And this was the result of it. She had come down to Beira to wait for the boat; and the man, the terror from which she had run through the deadly sunlight, had spoken to her even as she was getting out of the train. He had haunted her ever since; his whispers defiled her loneliness; it was not the first time he had laid hands on her. In all that arid little town, glowing on its spit of sand like a hectic between the mangrove swamps and the shallow bay, there was not a soul to raise a hand for her, not one that she could call upon to aid and defend her.

There came a knock on her door, and a sound of feet that shuffled. She started upright.

"Who is it?" she demanded through the closed door.

"It is a note," came the answer in a flat, guttural voice.

Miss Fraser unlocked the door and looked out. It was the manager of the little hotel, slippered and in his shirt-sleeves. He knew that Miss Fraser could not leave on the mail-boat, and was presenting his bill without delay. She took the envelop from his brown hand.

"Veekly settlement," he said. "Eet is de rule."

Miss Fraser nodded mechanically. "I shall come down at dinner-time," she said. "I will pay then."

It hardly troubled her at all to find the bill larger than it should have been, with cunning items not to be foreseen or avoided by the economical guest.
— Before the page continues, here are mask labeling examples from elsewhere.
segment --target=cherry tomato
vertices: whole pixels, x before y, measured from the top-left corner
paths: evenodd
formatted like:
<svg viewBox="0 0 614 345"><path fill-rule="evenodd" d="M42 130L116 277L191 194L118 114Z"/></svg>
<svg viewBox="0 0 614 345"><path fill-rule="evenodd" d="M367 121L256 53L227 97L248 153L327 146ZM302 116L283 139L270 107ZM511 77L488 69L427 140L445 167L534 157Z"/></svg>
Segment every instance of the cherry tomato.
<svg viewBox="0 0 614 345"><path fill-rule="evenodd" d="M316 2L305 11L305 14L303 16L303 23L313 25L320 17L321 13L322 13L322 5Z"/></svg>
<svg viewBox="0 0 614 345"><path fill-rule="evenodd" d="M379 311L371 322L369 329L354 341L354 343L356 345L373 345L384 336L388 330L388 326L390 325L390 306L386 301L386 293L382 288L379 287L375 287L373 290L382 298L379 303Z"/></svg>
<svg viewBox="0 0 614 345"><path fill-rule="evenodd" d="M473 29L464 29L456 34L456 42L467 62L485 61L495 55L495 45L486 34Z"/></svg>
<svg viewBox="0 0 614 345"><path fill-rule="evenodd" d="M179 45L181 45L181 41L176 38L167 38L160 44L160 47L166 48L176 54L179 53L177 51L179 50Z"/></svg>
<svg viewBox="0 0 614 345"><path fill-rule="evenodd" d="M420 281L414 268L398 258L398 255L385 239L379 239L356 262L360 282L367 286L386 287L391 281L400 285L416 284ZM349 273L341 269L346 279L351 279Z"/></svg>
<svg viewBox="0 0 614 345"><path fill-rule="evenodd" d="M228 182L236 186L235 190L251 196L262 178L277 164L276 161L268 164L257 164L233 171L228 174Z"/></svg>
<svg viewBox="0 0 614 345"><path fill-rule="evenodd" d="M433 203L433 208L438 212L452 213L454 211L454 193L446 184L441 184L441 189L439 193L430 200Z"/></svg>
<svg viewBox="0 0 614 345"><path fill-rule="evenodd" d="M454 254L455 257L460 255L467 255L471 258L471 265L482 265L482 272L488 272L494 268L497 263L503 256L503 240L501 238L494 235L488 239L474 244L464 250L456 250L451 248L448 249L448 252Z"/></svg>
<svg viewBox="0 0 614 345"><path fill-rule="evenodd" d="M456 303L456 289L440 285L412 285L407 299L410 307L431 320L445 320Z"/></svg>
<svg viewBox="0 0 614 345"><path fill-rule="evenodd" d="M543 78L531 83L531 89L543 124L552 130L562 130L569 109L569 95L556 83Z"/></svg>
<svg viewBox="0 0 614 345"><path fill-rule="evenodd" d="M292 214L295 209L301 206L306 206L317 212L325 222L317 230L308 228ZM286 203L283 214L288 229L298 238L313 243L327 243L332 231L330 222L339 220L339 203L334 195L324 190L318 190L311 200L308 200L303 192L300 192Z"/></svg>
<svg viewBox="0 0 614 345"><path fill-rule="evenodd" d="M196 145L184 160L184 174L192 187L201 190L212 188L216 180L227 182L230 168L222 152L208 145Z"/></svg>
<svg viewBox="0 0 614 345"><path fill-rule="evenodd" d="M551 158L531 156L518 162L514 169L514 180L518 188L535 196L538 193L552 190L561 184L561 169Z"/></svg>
She could pay it, and there would still be a little money left; but, sooner or later, she must be turned out. That was the broad fact in her consciousness which overwhelmed all lesser troubles—that and the indefatigable man who pursued her. The contemplation of it filled the rest of her afternoon; she was still empty of all resource when the shrill bell tinkled in the courtyard, announcing the hour of dinner. It startled her with a heavy sense of the passing of time; in a few hours more, if she should venture to go out again, she would be able to watch the lights of the big mail-boat moving down to the mouth of the harbour, carrying out of reach all that life held for Margaret Fraser,

She paid her bill in the little office at the side of the great gate of the courtyard, where the manager sat, under a yellow lamp, at the heart of a strange disorder of papers, old clothes, cases of liquor, and the like. She had herself under command again; she was grave and composed to his shrewd glances as he took her money and achieved the production of a receipt.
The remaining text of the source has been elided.